The Palestine Heirloom Seed Library

The Palestine Heirloom Seed Library was founded in 2014 and works to find and preserve ancient seed varieties and traditional farming practices. It works to preserve the area’s rare and precious seed varieties, and other aspects of the farming culture, before it is too late.

Vivien Sansour is the founder of The Palestine Heirloom Seed Library’ and the Traveling Kitchen project. Both initiatives aim to bring Palestinian seed heritage back to the dinner table.

The Library and associated El Beir Arts and Seeds symbolise the core belief that agriculture is truly comprised of both agri” (traditional farming practices) and culture” (the associated lifestyle/​livelihood traditions essential to a community’s identity).

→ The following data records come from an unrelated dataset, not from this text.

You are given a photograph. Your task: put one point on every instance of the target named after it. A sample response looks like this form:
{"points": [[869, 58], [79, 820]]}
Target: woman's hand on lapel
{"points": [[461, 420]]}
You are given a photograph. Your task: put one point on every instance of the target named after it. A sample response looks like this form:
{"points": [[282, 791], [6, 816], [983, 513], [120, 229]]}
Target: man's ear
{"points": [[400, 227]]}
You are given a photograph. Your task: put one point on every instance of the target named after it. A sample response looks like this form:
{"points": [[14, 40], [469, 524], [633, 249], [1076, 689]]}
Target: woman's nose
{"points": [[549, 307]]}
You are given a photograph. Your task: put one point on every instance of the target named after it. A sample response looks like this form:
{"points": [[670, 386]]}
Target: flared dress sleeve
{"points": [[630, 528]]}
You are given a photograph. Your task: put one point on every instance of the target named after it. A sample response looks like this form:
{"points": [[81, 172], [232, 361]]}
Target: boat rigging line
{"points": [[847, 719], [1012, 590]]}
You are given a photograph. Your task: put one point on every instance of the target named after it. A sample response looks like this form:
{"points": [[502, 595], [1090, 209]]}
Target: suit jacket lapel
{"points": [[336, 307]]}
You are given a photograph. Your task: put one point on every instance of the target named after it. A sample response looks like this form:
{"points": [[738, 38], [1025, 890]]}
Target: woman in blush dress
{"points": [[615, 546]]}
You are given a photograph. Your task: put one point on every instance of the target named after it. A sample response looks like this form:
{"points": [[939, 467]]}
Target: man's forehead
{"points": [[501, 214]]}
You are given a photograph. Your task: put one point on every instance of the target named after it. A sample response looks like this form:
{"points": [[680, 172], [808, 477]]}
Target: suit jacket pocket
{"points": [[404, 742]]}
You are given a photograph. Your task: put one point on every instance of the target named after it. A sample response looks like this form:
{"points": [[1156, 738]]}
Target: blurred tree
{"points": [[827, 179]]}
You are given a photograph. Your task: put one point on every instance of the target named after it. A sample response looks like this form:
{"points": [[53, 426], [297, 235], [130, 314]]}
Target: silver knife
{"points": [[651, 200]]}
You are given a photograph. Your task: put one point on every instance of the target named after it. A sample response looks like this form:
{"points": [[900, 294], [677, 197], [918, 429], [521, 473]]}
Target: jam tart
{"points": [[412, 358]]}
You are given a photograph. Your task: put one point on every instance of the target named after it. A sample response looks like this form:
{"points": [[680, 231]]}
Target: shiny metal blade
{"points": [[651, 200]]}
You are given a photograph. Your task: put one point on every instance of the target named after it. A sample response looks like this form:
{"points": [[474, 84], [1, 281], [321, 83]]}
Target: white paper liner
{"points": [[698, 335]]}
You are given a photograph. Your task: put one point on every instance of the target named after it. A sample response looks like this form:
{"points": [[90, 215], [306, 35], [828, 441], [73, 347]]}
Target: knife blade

Vivien Sansour has spent the last five years searching for heirloom varieties to save and propagate not just as seed but as cultural stories as well. At the beginning of 2018, she launched a seed revival project to engage farmers in conservation, propagation, and dissemination activities that might result in the reintroduction of these varieties to the dinner tables. As a catalyst to bring the conversation forward, she also created the Traveling Kitchen, which comes apart and fits in her car where she has journeyed across the country to engage community members to become active in cultural preservation through food choices. Her work with seeds has been a vessel to bring forth a communal discussion about bio-culture and its role in autonomy.

Vivien was born in Palestine and grew up in Bethlehem. She does not live in one particular place as her work takes her to different communities around the world – from Palestine, California, North Carolina, Central America, the Caribbean, and the Hudson Valley.